Exactly-once: Kafka transactions + idempotent producers; or dedup at consumer.
Fan-out: one event triggers multiple consumers (Kafka consumer groups, SNS -> SQS).

Geospatial Indexing¶

Structure	How It Works	Best For
R-tree	Bounding rectangles in a balanced tree	Range queries, nearest neighbor on polygons
Geohash	Encode lat/lng to a string; prefix = coarser area	Proximity search via prefix matching; easy to shard
H3 (Uber)	Hexagonal hierarchical grid over the globe	Uniform area cells; good for aggregation and analysis
Quad-tree	Recursively subdivide 2D space into 4 quadrants	Point data, adaptive resolution
KD-tree	Binary tree splitting on alternating dimensions	Nearest-neighbor in low dimensions

PostGIS: Postgres extension for geospatial. Supports R-tree indexes (GiST), ST_Distance, ST_Within, ST_Intersects.

Stream Processing¶

Windowing: tumbling (fixed, non-overlapping), sliding (overlapping), session (gap-based).
Watermarks: track event-time progress; handle late-arriving data.
Frameworks: Apache Flink (true streaming), Spark Structured Streaming (micro-batch), Kafka Streams (library, no cluster).

API Design¶

REST vs gRPC¶

	REST	gRPC
Format	JSON (text)	Protobuf (binary)
Transport	HTTP/1.1 or 2	HTTP/2 (multiplexed)
Streaming	Limited (SSE, WebSocket)	Native bidirectional streaming
Tooling	Universal (curl, browser)	Needs codegen; harder to debug
Best for	Public APIs, web clients	Internal microservices, low-latency

Pagination¶

Offset-based: ?page=3&size=20. Simple; skips rows on every request (slow at depth).
Cursor-based: ?cursor=abc123&size=20. Encode last-seen ID/timestamp. Stable under inserts.
Keyset: WHERE id > last_id ORDER BY id LIMIT 20. Most efficient for SQL.

Rate Limiting¶

Token bucket: tokens refill at fixed rate; request costs 1 token. Allows bursts.
Sliding window log: store timestamps; count in window. Precise; memory-heavy.
Sliding window counter: combine fixed window counts with interpolation.
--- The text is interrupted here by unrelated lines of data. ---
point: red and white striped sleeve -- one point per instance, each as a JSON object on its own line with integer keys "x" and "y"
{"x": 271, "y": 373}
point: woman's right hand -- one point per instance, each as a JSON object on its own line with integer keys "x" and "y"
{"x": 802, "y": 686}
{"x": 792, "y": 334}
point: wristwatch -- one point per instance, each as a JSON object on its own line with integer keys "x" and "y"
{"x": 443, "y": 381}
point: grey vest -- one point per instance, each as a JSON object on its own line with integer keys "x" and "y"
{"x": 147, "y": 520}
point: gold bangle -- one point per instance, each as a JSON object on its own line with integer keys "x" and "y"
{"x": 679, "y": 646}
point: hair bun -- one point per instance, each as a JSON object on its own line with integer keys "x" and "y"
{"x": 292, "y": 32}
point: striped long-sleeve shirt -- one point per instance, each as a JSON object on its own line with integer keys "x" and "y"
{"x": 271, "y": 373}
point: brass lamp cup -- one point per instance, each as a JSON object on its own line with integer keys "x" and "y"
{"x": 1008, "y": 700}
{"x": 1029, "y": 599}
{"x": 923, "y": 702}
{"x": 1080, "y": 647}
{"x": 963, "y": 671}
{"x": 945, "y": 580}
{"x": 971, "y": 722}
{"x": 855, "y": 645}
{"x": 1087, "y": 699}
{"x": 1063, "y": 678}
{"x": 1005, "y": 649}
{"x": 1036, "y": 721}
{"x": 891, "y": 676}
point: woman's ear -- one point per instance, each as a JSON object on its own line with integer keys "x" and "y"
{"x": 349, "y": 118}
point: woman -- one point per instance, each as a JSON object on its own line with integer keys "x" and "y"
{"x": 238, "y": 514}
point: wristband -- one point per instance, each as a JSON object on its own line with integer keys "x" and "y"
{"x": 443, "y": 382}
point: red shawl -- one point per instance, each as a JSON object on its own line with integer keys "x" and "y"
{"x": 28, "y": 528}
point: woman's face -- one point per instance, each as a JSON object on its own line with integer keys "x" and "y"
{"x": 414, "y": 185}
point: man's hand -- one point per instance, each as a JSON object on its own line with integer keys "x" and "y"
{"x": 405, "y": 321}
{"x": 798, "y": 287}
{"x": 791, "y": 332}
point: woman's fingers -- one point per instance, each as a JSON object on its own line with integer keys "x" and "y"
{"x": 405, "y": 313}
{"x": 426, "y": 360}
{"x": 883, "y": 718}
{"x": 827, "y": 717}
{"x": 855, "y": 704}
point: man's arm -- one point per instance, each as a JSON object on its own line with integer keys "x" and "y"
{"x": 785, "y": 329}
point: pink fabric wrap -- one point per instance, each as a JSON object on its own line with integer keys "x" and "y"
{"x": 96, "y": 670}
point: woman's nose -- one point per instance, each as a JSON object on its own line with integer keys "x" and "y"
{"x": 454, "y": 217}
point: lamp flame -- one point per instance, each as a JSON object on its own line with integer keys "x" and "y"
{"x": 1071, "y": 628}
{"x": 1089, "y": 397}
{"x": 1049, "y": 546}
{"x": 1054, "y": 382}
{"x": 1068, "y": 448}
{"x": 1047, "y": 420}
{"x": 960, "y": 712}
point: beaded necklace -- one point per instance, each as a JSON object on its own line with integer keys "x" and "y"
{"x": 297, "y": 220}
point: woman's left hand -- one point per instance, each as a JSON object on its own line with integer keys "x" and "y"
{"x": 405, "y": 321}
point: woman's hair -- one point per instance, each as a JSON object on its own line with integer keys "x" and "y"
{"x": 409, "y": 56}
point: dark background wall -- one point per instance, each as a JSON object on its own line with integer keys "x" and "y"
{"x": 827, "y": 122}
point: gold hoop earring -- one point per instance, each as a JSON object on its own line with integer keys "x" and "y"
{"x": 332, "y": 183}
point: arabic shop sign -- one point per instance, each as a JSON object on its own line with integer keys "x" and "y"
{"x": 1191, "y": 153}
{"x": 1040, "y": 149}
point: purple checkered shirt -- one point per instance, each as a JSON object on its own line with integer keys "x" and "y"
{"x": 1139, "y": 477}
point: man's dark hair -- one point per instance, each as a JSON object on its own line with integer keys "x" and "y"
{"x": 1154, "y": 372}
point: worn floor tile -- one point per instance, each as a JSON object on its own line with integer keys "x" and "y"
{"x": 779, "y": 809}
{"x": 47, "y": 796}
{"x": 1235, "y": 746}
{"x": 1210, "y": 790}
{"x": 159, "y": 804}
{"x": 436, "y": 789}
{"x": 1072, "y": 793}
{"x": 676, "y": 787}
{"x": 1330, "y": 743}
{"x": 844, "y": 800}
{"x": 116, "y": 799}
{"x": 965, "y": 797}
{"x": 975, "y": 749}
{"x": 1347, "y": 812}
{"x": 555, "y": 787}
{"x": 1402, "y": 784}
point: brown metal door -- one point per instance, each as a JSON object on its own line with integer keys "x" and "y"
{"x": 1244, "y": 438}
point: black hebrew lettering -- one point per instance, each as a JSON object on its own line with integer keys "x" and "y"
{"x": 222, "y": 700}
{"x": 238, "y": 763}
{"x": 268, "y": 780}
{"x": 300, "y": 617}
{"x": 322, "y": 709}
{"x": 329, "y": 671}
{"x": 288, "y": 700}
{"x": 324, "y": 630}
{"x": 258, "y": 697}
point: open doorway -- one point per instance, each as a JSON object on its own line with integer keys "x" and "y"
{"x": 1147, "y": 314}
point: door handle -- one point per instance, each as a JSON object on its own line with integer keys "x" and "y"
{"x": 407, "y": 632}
Good tradeoff.
Implement at API gateway (Kong, AWS API Gateway) or app level (Redis + Lua script).

Monitoring & Observability¶

Three Pillars¶

Pillar	What	Tools
Metrics	Numeric time-series (latency p99, error rate, throughput)	Prometheus, Grafana, CloudWatch
Logs	Structured event records	ELK (Elasticsearch + Logstash + Kibana), Loki
Traces	Request flow across services	Jaeger, Zipkin, AWS X-Ray, OpenTelemetry

Key Metrics (RED Method)¶

Rate: requests per second.
Errors: error count or error rate.
Duration: latency distribution (p50, p95, p99).

Alerting¶

Alert on symptoms (high error rate), not causes (CPU usage).
Use multi-window, multi-burn-rate alerts to avoid flapping.
Runbooks: every alert should link to a doc explaining what to check and how to mitigate.

SLIs/SLOs/SLAs¶

SLI (indicator): measured metric (e.g., "99.2% of requests < 200ms").
SLO (objective): target for the SLI (e.g., "99.9% availability per month").
SLA (agreement): contractual promise with consequences for breach.
Error budget: 100% - SLO = budget for experimentation/deploys.